The Other Side of the World
It is one of the oldest phrases in travel and one of the least examined. What do we really mean by the far side of the Earth, and why does it still pull at us in the jet age?
Every traveller has used the phrase, and almost no traveller has stopped to ask what it means. The other side of the world. It is shorthand for somewhere distant, somewhere foreign, somewhere it would take real effort to reach. But it is also, if you sit with it, a strange thing to say about a sphere — because a sphere has no sides, and every point on it is the centre of its own horizon.
This essay takes the phrase seriously. It argues that the other side of the world is not a place on a map but a relationship between two places, and that the modern traveller, who can reach any coordinate in a day, has not abolished the far side so much as forgotten where it is. Finding it again is one of the quiet aims of a slow journey.
A phrase older than the round Earth
The expression carries a flat-Earth ghost inside it. To speak of the world having sides is to imagine a thing with edges, a vast table over which one might travel to the far rim. The ancient and medieval imagination did exactly that, and the language never quite caught up with the geometry.
Even after the Earth was known to be round, the idea of an opposite side survived in the word antipodes — literally the people with feet pointing the other way, those who stand, relative to you, upside down. The antipodes were long imagined as a kind of mirror-world, everything reversed. The phrase persists because it answers a need the globe does not satisfy: the need for somewhere that is not merely far but opposite.
Distance is a relationship, not a coordinate
Here is the heart of it. No place is intrinsically the other side of the world. A village in the Andes is the centre of the world to the people who live there and the far side of it to someone in Spain — and the reverse is equally true. Farness is not a property of a destination. It is a measurement taken from where you happen to stand.
This is why a grand journey from Latin America or Spain has a particular shape. To set out from Cusco or Madrid toward Xi'an, or from Cairo toward Cape Town, is to travel along a real and specific line of increasing strangeness — your strangeness, measured from your own doorstep. The other side of the world is wherever the line from home runs out.
Speed hid the far side without removing it
The modern traveller is tempted to believe the far side is gone. If Tokyo is a day away and Antarctica a charter flight, what is left of opposite? But speed did not abolish distance. It only stopped letting us feel it. The kilometres are all still there; the aeroplane simply passes over them too fast and too high for the body to register.
A slow journey gives the far side back its size. The Long Way East crosses the entire breadth of Asia from Spain by land and sea; somewhere in the middle of that passage there is a day when you are demonstrably as far from home as the route will ever take you — and on a slow journey, unlike a flight, you actually arrive at that day, and feel it, rather than skipping over it in your sleep.

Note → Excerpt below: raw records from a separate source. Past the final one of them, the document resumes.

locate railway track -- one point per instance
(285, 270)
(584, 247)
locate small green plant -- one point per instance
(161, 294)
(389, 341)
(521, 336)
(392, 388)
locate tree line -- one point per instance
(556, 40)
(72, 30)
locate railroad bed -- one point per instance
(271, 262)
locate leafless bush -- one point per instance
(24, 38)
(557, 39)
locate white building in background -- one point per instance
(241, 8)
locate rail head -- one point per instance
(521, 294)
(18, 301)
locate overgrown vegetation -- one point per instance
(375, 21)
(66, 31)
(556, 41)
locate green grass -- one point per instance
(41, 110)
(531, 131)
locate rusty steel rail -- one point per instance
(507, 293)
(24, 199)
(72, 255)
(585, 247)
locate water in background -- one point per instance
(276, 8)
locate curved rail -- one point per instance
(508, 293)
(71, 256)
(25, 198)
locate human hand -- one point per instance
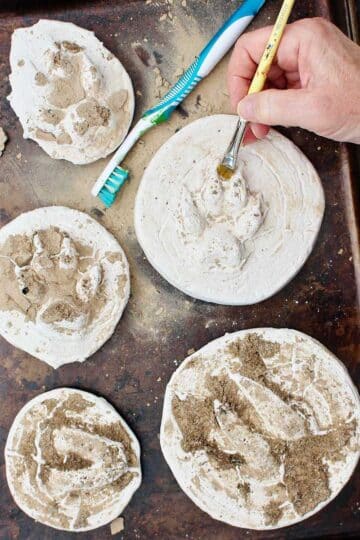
(314, 82)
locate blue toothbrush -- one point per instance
(113, 176)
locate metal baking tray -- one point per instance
(160, 324)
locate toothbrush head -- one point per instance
(112, 186)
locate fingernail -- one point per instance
(246, 109)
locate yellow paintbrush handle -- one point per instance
(271, 48)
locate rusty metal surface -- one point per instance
(160, 324)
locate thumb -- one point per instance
(281, 107)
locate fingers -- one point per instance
(247, 54)
(300, 108)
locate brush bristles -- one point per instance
(112, 186)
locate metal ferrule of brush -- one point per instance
(231, 156)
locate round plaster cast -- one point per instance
(72, 96)
(65, 284)
(231, 242)
(72, 463)
(261, 427)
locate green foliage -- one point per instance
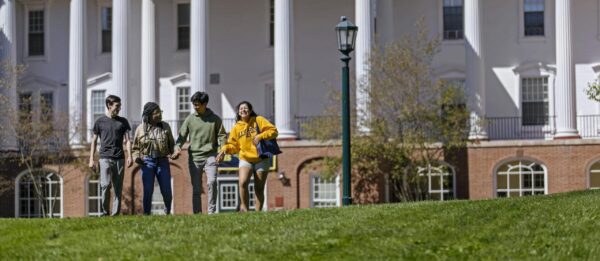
(412, 117)
(593, 90)
(556, 227)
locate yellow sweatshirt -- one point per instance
(242, 134)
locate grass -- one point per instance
(561, 226)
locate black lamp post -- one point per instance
(346, 33)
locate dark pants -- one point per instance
(159, 168)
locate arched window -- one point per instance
(594, 176)
(94, 194)
(440, 181)
(38, 193)
(520, 178)
(325, 192)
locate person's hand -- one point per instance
(220, 156)
(256, 139)
(92, 165)
(175, 155)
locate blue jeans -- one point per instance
(159, 168)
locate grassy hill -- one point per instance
(562, 226)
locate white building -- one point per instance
(525, 59)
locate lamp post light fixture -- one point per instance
(346, 34)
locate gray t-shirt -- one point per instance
(111, 132)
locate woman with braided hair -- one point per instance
(153, 144)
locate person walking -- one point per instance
(247, 132)
(206, 132)
(113, 131)
(153, 143)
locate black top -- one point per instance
(111, 132)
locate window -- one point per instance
(534, 101)
(183, 103)
(36, 33)
(29, 204)
(25, 107)
(98, 104)
(440, 181)
(229, 195)
(271, 22)
(453, 19)
(520, 178)
(325, 192)
(106, 29)
(47, 107)
(595, 176)
(533, 17)
(94, 196)
(183, 26)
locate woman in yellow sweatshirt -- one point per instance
(243, 138)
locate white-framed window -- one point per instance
(452, 19)
(594, 176)
(47, 107)
(440, 181)
(28, 204)
(105, 29)
(324, 192)
(183, 103)
(229, 195)
(533, 18)
(36, 32)
(519, 178)
(183, 26)
(271, 23)
(534, 101)
(94, 194)
(158, 203)
(98, 104)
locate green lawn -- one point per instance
(563, 226)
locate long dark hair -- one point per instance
(237, 109)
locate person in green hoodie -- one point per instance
(206, 132)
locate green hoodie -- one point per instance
(206, 135)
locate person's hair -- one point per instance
(200, 97)
(237, 110)
(110, 99)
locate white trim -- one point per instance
(521, 25)
(18, 191)
(175, 19)
(336, 183)
(520, 161)
(534, 70)
(102, 4)
(440, 23)
(35, 6)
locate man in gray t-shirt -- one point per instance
(113, 131)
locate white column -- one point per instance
(8, 57)
(148, 80)
(120, 70)
(77, 73)
(566, 126)
(475, 68)
(198, 36)
(363, 50)
(284, 68)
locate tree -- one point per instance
(413, 119)
(39, 137)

Why opposite still matters to us
There is a reason the phrase has outlived the cosmology that produced it. Human beings seem to need an antipodes — a place defined less by its own qualities than by its difference from home. We use the far side of the world as a measuring stick for ourselves. We go there partly to find out which of our habits are human and which were only local all along.
The traveller who stands in a Kyrgyz summer pasture on The Silk Road Reborn, or watches the polar night over Arctic Norway on Beyond the Blue, is not only seeing an unfamiliar landscape. They are standing at the far end of their own line and looking back. The other side of the world is, in the end, the best vantage point we have on the side we came from.
Reaching the far side on purpose
If the far side is a relationship, it can be honoured or it can be wasted. Fly there overnight and you have technically reached it while imaginatively skipping it; you stand on the opposite point without ever having felt the opposition. The distance was real but you were not present for it.
To travel the far side slowly — overland where the land allows, by sea where the sea does — is to let the relationship between home and not-home unfold at a pace the mind can follow. By the time you reach the journey's farthest point, you have earned the word opposite. You know, in your body, exactly how much world is folded into the phrase, and that knowledge is itself a kind of arrival.
Quick answers
Where is the actual other side of the world from where I live?
Strictly, your antipode is the point diametrically opposite your own — for much of Spain and southern Latin America that falls in the Pacific or in New Zealand. But the phrase has always meant something looser and more human: the far end of the line that runs from your own doorstep into the most unfamiliar country you can reach. That end moves with you.
If a flight can reach anywhere in a day, hasn't the far side of the world disappeared?
Only the feeling of it has. The kilometres are unchanged; the aeroplane simply crosses them too fast and too high to register. A slow journey restores the far side its true scale by making you present for every stage of the distance, so that you arrive having genuinely crossed the world rather than merely landed on the other side of it.